“Cheating” your way to fitness

After reading the “Can you cheat your way to fitness?” Article on the BBC this morning, it sparked a bit of a reaction in my head. Summed up the article is saying that you are supposed to get in around 150 minutes of exercise a week and from there you can get around 110 minutes from doing chores around the house. My first reaction was a little bit of anger in regards to saying its fine for people not to get out and exercise and try a healthier lifestyle.

I can see conversations now “I lead a pretty healthy lifestyle, always get in my exercise for the week.” “Oh yeah? Where do you go running?” “Ahhh no, I just do the hoovering twice a week instead of once now”. This type of thinking isn’t good, there is a growing problem of obesity in the UK so to give people the idea that doing no exercise and doing some gardening is going to give them their weekly exercise seems ludicrous to me.

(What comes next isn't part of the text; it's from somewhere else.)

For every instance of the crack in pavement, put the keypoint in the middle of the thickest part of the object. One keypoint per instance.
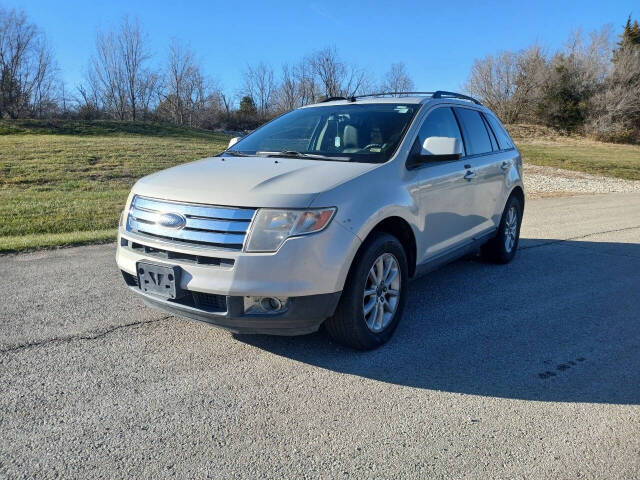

Surely we should be pushing people to be doing more outside of the house/work than reassuring them that they will be fine doing what they are doing.

While I’m aware all kind of activity is going to raise the heart rate and do good, I personally don’t feel doing my weekly chores around the house counts as any form of exercise. While reading this article I kept thinking about to a year and a half ago where I did very minimal exercise at University; I sat in lectures all day to come home to do my assignments sitting at a desk and then have some down time by playing computer games and I thought this was a perfectly fine way to live my life. However I was ever so gradually putting on weight and becoming increasingly more un-fit.

I had tried to lose a bit of weight by doing some fad/crash diets and maybe go running once in a while but I wasn’t fully committed to making it a lifestyle change so it never really stuck. It wasn’t until September 2013 where I thought enough is enough and joined a gym with a good friend of mine. We did some reading, got educated and made ourselves a program. The first 3 months flew by, 5 days a week, yet my diet still wasn’t on point at all. I lost a bit of weight, felt my cardiovascular ability was a bit better but there was definitely a long way to go still. I got my diet in check and saw results which continued my motivation and desire to constantly become a better version of myself.

At no point did it ever feel like work I HAD to do, I wanted to do it.

What this is all leading up to is me saying there needs to be a change in the way the media deals with exercise and fitness. There needs to be education about certain marketing myths such as “If you do 50 reps of a light weight you’ll get toned”, first off the word Toned needs to be eradicated from the English dictionary what people tend to mean is they want a lean muscular look but that only comes from having some muscle mass and a low body fat percentage. No amount of reps with a 2kg weight is going to make you “look like Brad Pitt in Fight Club” (a common phrase thrown around fitness forums). Another common myth that grinds my gears is being able to spot reduce fat, I see it in the gym all the time: rows of people laying on the floor doing sit ups thinking they’ll get their six pack abs in the next few weeks. Now I have no qualms about people training their core, it’s a very important muscle group the problem I do have is that 85% of people will only do sit ups and do nothing else to help get the abs they want so badly.

People need to get serious and get educated and are going to need help getting there. It’s not going to be easy as people only want quick fixes rather than putting work in.